I feel like right now he might have the vibe of that argument, even if he doesn't actually understand it? But I think you have to really comprehend the argument before you will take the prediction market more seriously than your own uninformed feeling about the topic, or your colleague's opinion, or one research paper you skimmed.

I work at Manifold. I think it's notable that these two experienced tech journalists have had lots of repeated exposure to the idea of prediction markets, but it sounds like they only sort of figured out the basic concept?

  • In the discussion on insider trading, nobody mentions the extremely obvious point, which is that the prediction market is trying to incentivize the people with private information (maybe "insider" information, or maybe just something they haven't said out loud) to publicize what they know. If Casey actually cares about whether Linda Yaccarino will be the CEO of X next year, he should be excited by the idea that some guy at Twitter will come and insider trade in his market. But they never said anything like this -- they just said that maybe the market was supposed to very generally aggregate the wisdom of crowds.

  • It also sounds like they don't really understand why it would aggregate the wisdom of crowds better than, for example, a poll. Casey was like "well, when people have a Twitter poll, then partisans stuff the ballot box", implying that a similar result would be likely to happen with a prediction market on who will be the next Speaker, ignoring the obvious point that it costs a bunch of money to "stuff the ballot box" on a prediction market that isn't a self-fulfilling prophecy.

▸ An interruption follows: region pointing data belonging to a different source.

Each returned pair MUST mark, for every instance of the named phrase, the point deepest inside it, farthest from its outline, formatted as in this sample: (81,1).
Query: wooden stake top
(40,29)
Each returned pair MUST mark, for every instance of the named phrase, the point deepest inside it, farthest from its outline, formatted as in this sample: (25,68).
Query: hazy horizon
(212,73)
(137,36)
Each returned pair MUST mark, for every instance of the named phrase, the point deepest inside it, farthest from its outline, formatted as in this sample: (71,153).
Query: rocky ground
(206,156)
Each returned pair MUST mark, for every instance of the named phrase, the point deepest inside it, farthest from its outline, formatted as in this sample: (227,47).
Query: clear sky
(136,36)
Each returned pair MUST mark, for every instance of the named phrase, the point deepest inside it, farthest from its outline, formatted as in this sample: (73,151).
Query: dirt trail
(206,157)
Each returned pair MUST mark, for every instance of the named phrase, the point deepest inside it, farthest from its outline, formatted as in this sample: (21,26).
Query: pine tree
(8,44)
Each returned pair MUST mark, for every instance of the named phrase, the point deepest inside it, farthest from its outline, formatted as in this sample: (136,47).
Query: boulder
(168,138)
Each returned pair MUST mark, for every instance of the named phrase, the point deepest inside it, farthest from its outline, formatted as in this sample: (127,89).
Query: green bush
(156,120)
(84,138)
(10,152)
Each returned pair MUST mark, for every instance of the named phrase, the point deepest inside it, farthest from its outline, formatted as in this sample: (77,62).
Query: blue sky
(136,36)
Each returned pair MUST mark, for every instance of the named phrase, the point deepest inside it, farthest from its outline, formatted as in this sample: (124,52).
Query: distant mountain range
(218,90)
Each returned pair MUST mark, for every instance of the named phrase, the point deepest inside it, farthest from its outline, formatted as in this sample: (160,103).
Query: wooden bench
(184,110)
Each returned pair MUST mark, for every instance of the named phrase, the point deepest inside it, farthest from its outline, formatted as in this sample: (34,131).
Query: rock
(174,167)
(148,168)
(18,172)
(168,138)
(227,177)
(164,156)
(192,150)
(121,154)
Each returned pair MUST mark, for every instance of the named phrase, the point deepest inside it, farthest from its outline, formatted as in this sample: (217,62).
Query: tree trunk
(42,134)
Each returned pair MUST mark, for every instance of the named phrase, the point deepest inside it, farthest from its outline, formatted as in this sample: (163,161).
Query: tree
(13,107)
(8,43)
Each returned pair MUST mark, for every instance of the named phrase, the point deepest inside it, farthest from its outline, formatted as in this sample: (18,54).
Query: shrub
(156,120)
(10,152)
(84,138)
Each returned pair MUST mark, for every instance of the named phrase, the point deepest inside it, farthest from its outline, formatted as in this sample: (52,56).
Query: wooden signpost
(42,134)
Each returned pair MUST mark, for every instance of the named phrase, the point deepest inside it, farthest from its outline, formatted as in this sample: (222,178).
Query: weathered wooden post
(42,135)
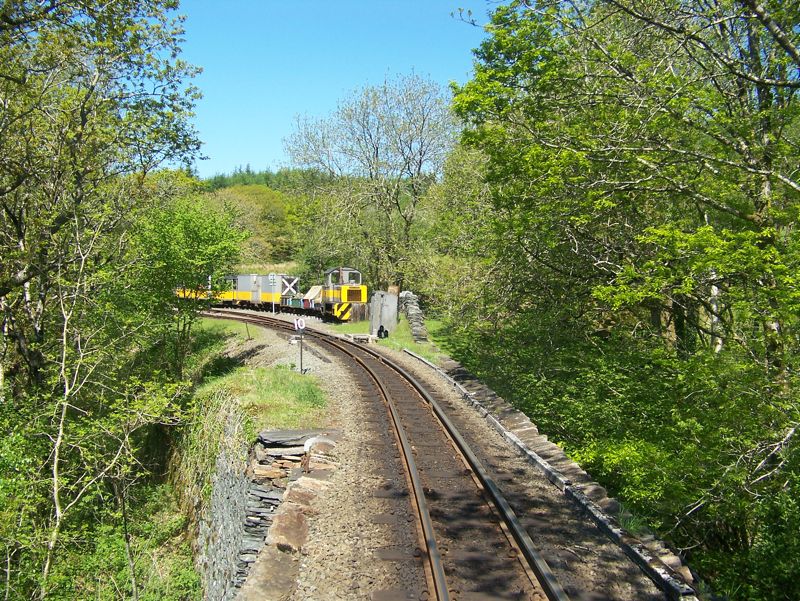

  • Perhaps relatedly, it sounded like Kevin and/or Casey had absolutely no clue how a prediction market actually works, numerically. At the end when they were making the market, Casey wasn't like "OK, bet it to 25%, since I think that's the chance." Instead Kevin was like "OK, I'll bet 100 mana," and then they were like "Huh, how about that, now it says 10%. Oops, I bet 100 more and now it says 8%." It seems like they are totally missing the core concept that the point of the prediction market is trying to specifically incentivize you to move the market to the probability you believe, which is like the first thing I ever learned about prediction markets in my life?

In the end, their feelings about prediction markets seemed totally vague and vibes-based. On the one hand, the wisdom of crowds has good vibes. On the other hand, insider trading and crypto/transactionalization of everyday things have bad vibes. On the gripping hand, gambling with play money is cute and harmless. Therefore, prediction markets are a land of contrasts.

My takeaway is that prediction markets are harder to understand than I think and I am not sure what to do about that.